The fight over the alternate engine for the F-35 Joint Strike Fighter (JSF) has become the second great engine war. While the great engine war of the '80s earned its title for its cost savings for taxpayers, the F135 (Pratt and Whitney) engine versus F136 (General Electric/Rolls Royce) engine fight has earned its title by being never ending (as that links puts it, possibly having "more lives than Disco") as Congress tries to force the Pentagon to buy an extra engine that it doesn't want.
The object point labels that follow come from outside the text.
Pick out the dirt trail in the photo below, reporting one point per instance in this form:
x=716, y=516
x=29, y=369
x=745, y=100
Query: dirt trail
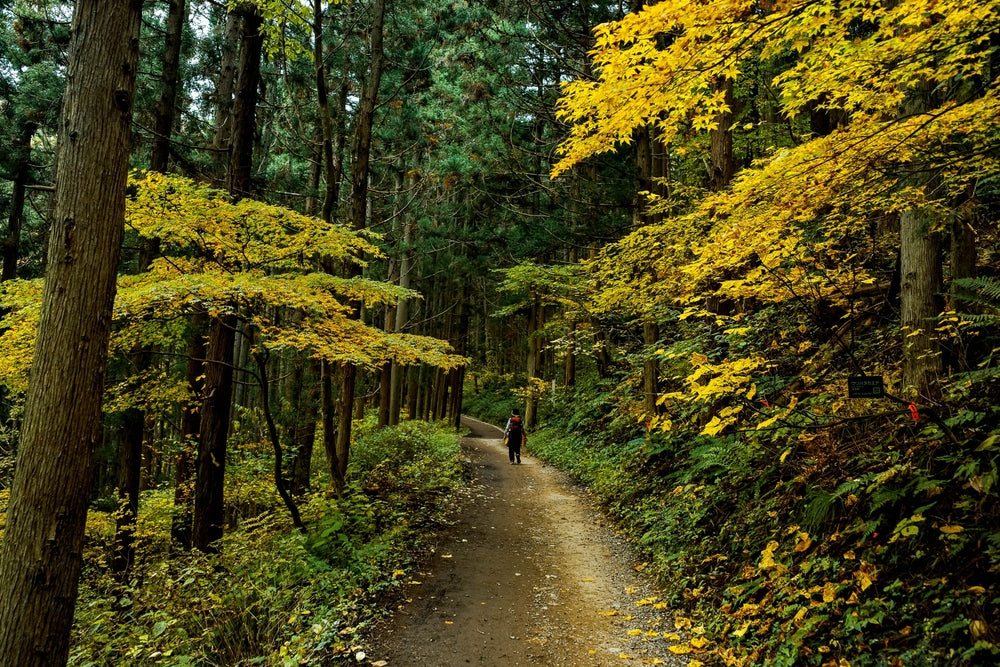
x=528, y=575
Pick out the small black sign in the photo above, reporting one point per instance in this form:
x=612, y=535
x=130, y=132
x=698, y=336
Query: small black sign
x=865, y=386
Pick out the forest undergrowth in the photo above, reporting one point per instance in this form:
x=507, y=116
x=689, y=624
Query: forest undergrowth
x=272, y=596
x=874, y=541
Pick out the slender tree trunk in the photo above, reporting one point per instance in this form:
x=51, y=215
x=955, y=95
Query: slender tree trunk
x=209, y=501
x=245, y=103
x=272, y=430
x=40, y=557
x=134, y=419
x=164, y=124
x=359, y=205
x=722, y=162
x=330, y=428
x=920, y=284
x=190, y=432
x=920, y=270
x=225, y=87
x=22, y=173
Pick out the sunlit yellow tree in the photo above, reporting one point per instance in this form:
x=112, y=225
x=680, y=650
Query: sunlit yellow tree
x=914, y=85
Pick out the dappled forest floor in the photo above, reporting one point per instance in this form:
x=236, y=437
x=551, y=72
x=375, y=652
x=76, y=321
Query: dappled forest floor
x=530, y=574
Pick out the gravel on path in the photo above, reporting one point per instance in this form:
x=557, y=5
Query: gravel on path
x=530, y=574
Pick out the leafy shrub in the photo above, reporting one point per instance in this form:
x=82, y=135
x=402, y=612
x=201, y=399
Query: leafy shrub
x=272, y=596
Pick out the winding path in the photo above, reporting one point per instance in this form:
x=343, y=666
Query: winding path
x=530, y=574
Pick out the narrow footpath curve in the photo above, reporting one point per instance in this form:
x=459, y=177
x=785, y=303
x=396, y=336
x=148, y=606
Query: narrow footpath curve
x=530, y=574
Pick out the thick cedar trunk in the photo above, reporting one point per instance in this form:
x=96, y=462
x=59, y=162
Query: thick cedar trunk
x=920, y=271
x=535, y=323
x=133, y=428
x=190, y=432
x=722, y=162
x=920, y=284
x=412, y=391
x=245, y=104
x=272, y=430
x=329, y=427
x=345, y=412
x=41, y=553
x=209, y=507
x=209, y=500
x=129, y=473
x=651, y=367
x=164, y=124
x=359, y=208
x=963, y=250
x=22, y=171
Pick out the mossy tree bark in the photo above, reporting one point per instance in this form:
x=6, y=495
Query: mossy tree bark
x=41, y=556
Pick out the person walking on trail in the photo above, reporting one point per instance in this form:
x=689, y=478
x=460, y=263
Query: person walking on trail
x=514, y=436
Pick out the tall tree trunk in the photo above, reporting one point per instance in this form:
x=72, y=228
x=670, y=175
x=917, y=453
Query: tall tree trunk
x=245, y=103
x=209, y=500
x=22, y=172
x=359, y=206
x=224, y=89
x=40, y=558
x=134, y=419
x=534, y=355
x=651, y=367
x=164, y=123
x=920, y=285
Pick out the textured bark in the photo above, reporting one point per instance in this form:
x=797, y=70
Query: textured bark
x=129, y=480
x=164, y=124
x=41, y=554
x=535, y=323
x=245, y=103
x=963, y=251
x=209, y=505
x=361, y=158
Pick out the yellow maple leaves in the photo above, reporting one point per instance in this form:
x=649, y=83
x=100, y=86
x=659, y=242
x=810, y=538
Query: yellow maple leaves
x=248, y=259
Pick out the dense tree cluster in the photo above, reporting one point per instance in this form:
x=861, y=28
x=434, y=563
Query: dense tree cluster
x=698, y=218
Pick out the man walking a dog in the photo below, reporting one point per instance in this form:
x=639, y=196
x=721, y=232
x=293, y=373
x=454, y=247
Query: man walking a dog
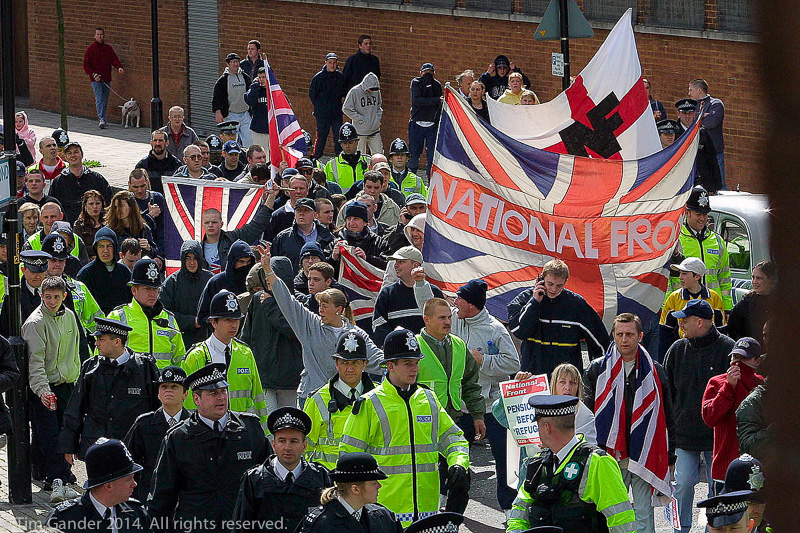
x=97, y=63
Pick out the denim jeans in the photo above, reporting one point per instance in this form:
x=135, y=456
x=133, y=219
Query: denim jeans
x=325, y=125
x=687, y=475
x=419, y=138
x=245, y=137
x=101, y=92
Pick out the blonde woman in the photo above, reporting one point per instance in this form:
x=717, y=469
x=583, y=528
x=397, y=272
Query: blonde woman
x=318, y=333
x=351, y=505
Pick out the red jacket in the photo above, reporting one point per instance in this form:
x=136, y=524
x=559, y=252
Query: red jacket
x=98, y=59
x=719, y=412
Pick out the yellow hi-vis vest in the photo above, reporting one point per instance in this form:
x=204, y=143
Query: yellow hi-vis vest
x=433, y=374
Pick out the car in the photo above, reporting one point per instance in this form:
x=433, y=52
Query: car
x=743, y=221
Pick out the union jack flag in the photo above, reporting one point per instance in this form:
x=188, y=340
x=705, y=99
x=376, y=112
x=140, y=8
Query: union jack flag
x=500, y=209
x=187, y=200
x=361, y=283
x=647, y=449
x=286, y=141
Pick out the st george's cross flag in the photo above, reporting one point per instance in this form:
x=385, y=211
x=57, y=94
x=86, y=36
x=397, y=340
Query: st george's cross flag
x=286, y=141
x=604, y=113
x=187, y=200
x=500, y=209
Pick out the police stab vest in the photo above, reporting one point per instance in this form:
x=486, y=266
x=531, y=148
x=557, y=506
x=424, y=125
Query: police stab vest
x=433, y=374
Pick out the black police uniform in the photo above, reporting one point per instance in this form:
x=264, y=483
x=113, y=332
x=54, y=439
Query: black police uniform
x=198, y=471
x=147, y=433
x=106, y=461
x=335, y=517
x=264, y=496
x=108, y=397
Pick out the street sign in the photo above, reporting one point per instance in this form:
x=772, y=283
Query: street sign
x=5, y=179
x=550, y=27
x=558, y=64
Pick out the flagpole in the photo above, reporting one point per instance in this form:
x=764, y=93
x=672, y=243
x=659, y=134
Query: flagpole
x=564, y=11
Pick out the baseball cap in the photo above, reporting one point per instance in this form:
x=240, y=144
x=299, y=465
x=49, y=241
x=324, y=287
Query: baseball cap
x=699, y=308
x=691, y=264
x=407, y=252
x=231, y=147
x=747, y=347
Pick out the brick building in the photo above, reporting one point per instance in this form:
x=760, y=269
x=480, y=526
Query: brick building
x=678, y=40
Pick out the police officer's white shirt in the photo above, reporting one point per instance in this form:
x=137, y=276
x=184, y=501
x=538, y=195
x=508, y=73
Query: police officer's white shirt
x=349, y=508
x=281, y=471
x=563, y=452
x=344, y=388
x=217, y=349
x=210, y=423
x=102, y=510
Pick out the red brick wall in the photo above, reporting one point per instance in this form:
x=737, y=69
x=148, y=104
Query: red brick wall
x=127, y=27
x=296, y=37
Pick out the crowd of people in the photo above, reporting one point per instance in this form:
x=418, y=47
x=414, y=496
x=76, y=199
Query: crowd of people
x=242, y=389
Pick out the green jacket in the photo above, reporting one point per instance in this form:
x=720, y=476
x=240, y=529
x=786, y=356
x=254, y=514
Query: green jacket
x=163, y=342
x=456, y=365
x=53, y=343
x=244, y=390
x=406, y=437
x=714, y=254
x=599, y=486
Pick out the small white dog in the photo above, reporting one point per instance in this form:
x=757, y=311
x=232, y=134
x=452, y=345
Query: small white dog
x=131, y=112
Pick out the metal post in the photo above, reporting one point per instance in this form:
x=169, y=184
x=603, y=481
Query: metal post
x=19, y=471
x=563, y=7
x=156, y=109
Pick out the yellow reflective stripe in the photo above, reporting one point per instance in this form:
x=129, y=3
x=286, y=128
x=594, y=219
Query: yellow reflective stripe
x=547, y=343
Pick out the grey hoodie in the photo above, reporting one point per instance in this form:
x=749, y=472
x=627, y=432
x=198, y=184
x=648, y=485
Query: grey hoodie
x=319, y=341
x=364, y=108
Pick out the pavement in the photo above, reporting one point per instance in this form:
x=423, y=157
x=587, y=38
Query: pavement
x=118, y=150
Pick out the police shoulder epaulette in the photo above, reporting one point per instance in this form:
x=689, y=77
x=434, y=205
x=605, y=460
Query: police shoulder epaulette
x=357, y=405
x=313, y=514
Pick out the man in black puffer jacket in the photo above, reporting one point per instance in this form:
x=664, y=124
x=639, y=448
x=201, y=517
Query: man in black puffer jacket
x=181, y=291
x=689, y=363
The latest tactic in this war is GE and Rolls Royce offering to "self-fund" development of the F136 for the next two years and show the chumps in the Pentagon how their engine is better and will save taxpayer funds in a program that is projected to have operating costs that run to a trillion dollars over its life time. Congress has repeatedly challenged the Pentagon's acquisition chief, Ashton Carter, on the issue, and Carter has responded that his fear is that even if we aren't paying now, taxpayers will have to pay for it later.
A memo Carter sent to Senator Joe Lieberman (I-CT) regarding language in the House's Defense Authorization Act explains in more detail some of the costs that will accrue to taxpayers under the proposed "self-funded plan."
"The only scenario that this would meet the test of 'no-cost to the government'...is simply not realistic," Carter writes.
Instead, the Pentagon estimates that the self-funded program would actually cost taxpayers $2.9 billion.
"The 'self-funded' effort would simply be a means to reestablish government funding for the F136 at a later date," unless Congress passed language that stated "that any and all costs associated...would be unrecoverable directly or indirectly in any present (via overhead charges) or future contract with the US Government."
Unless that happens, Carter writes, the extra engine is going to be an extra hurdle to ensuring a successful JSF program.